Bellini, oltre ad essere un professore è stato anche un (ottimo) amministratore locale, nella sua esperienza da assessore all’ambiente di Forlì. La parte centrale del libro racconta delle difficoltà strutturali che i bilanci degli enti pubblici stanno vivendo negli ultimi 10-15 anni, mettendo in luce una drammatica contraddizione: le risorse dei comuni sono ormai insufficienti e il banco sta per saltare. Nel frattempo, mentre tutti fingono di non sapere, già oggi voltiamo le spalle ad un’opera capillare e necessaria di cura e manutenzione di tutto ciò che è pubblico: edifici, strade, territorio: “Con l’attuale regime tributario e fiscale non è possibile coprire il livello minimo di servizi, neppure annullando completamente i costi per i servizi culturali e ricreativi”.

Il caso studio Forlì è la denuncia che Bellini evidenzia con un lavoro scientifico che parte dei dati di fatto, i numeri di bilancio: “alle condizioni attuali, non vi può essere adeguata, copertura finanziaria per i servizi territoriali: manutenzione del verde, della viabilità, degli edifici pubblici e delle acque piovane… ANCE (Associazione Nazionale Costruttori Edili) ha recentemente pubblicato un rapporto che testimonia che tra il 2008 e il 2014, 7,4 miliardi di euro sono stati sottratti agli investimenti per finanziare spese correnti e conclude amaramente: quella cifra rappresenta “esattamente l’importo delle risorse che il Governo intende ora destinare ad un piano di riduzione del rischio idrogeologico”.

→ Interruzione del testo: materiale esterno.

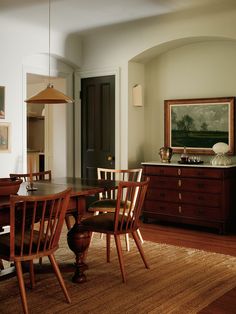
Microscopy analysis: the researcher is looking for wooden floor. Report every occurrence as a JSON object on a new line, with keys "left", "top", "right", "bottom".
{"left": 139, "top": 219, "right": 236, "bottom": 314}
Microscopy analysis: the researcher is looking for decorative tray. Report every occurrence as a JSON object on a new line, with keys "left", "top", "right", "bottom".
{"left": 178, "top": 160, "right": 204, "bottom": 165}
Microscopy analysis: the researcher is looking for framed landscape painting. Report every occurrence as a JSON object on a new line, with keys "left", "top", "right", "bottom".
{"left": 0, "top": 122, "right": 11, "bottom": 152}
{"left": 164, "top": 97, "right": 235, "bottom": 155}
{"left": 0, "top": 86, "right": 5, "bottom": 119}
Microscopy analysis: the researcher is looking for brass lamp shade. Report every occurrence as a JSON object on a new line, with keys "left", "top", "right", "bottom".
{"left": 25, "top": 83, "right": 73, "bottom": 104}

Dunque, come uscirne? Bellini delinea una possibile road map, che prende le mosse dalla definizione di un nuovo modello economico, di tipo circolare, e prosegue nell’individuazione delle regole per la transizione dall’economia lineare a quella circolare, con la realizzazione di queste azioni: “un piano casa per ridurre i consumi energetici; un piano reti, per ridurre le perdite di distribuzione (idriche, elettriche); un piano reti telematiche, per garantire a tutti l’accesso alle informazioni; un piano reti ambientali, per fornire in modo capillare e diffuso servizi di recupero e raccolta differenziata dei materiali post-consumo; un piano mobilità, per ampliare la rete dei trasporti pubblici locali e attuare la mobilità sostenibile nelle nostre città“.

Il libro, arricchito da una parte di allegati che approfondisce questioni fondamentali per conoscere la “materia ambiente” e sapere dove mettere le mani per agire, pone una domanda a mio avviso fondamentale: “Dal momento che si tratta di un modello positivo per l’ambiente, per l’economia e per i cittadini, perché non è stato ancora adottato?”. Bellini dà una sua risposta (che trovate nel testo), alla quale aggiungo una riflessione mia. Tutti quelli che credono nella necessità di un cambiamento di stile e di modello devono sforzarsi di rendere la nuova strada desiderabile, come sintetizzato in questa splendida riflessione di Richard Buckminster Fuller: “Non cambierai mai le cose combattendo la realtà esistente. Per cambiare qualcosa, costruisci un modello nuovo che renda obsoleto il modello esistente”.